Afghanistan's supreme leader has warned Taliban members against carrying out attacks abroad, the defence minister said, days after Pakistan said Afghans were involved in a spate of suicide attacks there.
Mohammad Yaqoob Mujahid said in a speech to members of Afghanistan's security forces, broadcast by state television on Saturday, that fighting outside Afghanistan is not religiously sanctioned "jihad" but rather war, which had been barred by Supreme Leader Hibatullah Akhundzada.
"If anyone goes outside of Afghanistan for the goal of jihad, it won't be called jihad," Akhundzada said, according to Mujahid.
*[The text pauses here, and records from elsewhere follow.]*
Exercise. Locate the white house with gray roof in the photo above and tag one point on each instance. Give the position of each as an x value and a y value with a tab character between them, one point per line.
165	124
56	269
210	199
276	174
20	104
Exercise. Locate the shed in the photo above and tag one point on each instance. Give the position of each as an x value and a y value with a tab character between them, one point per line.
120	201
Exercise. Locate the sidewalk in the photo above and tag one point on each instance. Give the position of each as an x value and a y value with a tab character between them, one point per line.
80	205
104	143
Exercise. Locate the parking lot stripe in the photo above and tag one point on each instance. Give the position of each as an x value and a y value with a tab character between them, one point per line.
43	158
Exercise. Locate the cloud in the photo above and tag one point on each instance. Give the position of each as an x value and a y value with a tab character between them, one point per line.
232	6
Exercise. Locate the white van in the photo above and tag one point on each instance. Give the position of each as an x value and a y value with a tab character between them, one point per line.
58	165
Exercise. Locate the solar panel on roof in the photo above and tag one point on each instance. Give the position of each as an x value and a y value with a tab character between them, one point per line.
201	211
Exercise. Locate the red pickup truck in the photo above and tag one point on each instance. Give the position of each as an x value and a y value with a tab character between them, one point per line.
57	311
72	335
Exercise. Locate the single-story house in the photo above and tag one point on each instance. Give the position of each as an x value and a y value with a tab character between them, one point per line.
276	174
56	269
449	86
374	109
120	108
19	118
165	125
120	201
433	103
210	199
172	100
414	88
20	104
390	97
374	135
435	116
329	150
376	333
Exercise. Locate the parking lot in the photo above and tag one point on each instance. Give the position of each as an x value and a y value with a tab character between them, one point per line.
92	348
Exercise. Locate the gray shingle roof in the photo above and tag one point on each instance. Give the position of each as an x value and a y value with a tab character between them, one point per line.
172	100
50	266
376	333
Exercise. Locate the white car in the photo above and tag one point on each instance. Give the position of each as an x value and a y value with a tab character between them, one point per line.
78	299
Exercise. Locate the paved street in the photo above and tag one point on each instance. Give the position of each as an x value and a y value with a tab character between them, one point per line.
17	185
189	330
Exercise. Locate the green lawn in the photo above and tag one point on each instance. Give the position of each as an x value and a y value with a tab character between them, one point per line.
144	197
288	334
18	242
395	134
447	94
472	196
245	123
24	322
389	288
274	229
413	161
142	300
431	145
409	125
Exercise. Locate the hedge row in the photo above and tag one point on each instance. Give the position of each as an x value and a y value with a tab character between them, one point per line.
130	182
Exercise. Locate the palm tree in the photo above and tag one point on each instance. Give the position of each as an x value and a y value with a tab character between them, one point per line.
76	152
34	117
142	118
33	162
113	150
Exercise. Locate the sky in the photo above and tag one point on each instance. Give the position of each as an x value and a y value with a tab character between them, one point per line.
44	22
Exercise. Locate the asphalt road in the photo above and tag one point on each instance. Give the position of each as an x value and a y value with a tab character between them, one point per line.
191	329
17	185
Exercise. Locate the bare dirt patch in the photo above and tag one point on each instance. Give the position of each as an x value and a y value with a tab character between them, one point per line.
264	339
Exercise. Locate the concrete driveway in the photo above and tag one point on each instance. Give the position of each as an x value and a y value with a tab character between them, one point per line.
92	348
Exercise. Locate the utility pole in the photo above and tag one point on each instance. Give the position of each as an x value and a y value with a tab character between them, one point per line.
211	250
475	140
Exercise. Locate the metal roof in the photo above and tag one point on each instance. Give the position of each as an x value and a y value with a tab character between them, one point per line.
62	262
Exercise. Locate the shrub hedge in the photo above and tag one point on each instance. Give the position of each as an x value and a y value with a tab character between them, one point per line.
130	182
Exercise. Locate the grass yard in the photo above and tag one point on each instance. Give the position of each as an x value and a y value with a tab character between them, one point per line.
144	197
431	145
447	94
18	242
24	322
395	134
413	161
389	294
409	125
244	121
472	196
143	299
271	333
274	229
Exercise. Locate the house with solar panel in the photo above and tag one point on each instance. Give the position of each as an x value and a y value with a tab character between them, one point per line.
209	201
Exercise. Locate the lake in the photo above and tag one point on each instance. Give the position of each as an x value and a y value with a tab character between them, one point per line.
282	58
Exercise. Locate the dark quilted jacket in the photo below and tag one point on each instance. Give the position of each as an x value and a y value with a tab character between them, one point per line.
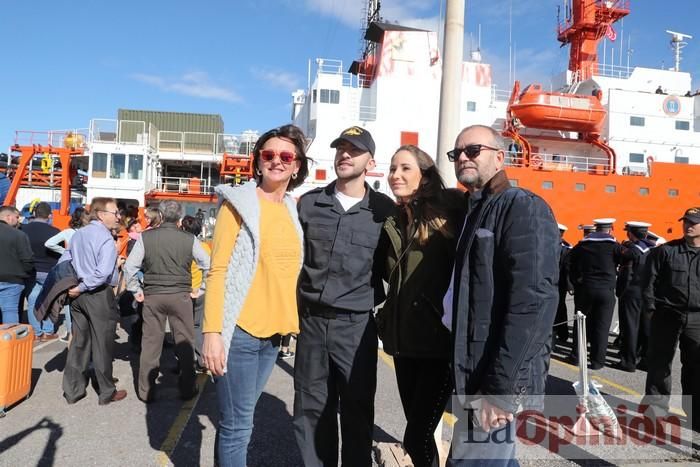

"If the emir prevents the mujahideen (fighters) from going to battle and they still do it, this is war, not jihad."
The remarks come after Islamabad said militants behind a spate of suicide attacks in Pakistan were being helped by "Afghan citizens" across the border, days after a deadly bombing claimed by the Islamic State group near the countries' shared frontier.
Pakistan Prime Minister Shehbaz Sharif stopped short of accusing Afghanistan's Taliban government of knowingly allowing attacks from its soil, but he did say Pakistan militants were operating from "sanctuaries" in the neighbouring country.
Since the Taliban surged back to power in Afghanistan two years ago, Pakistan has witnessed a dramatic uptick in militant attacks focused on its western border regions, claimed by both Afghan Taliban ally Tehreek-e-Taliban Pakistan (TTP) and rival IS.
Formed in 2007 by Pakistani militants who splintered off from the Afghan Taliban to focus their fight on Islamabad for supporting America's invasion of Afghanistan, the TTP has since waged a bloody campaign of bombings and other attacks across Pakistan.
Afghanistan's Taliban authorities insist they do not allow the country's soil to be used by armed groups plotting against other nations.
In Islam, the Arabic term "jihad" is used to describe a wide range of religious struggles, from the private spiritual realm to taking part in combat.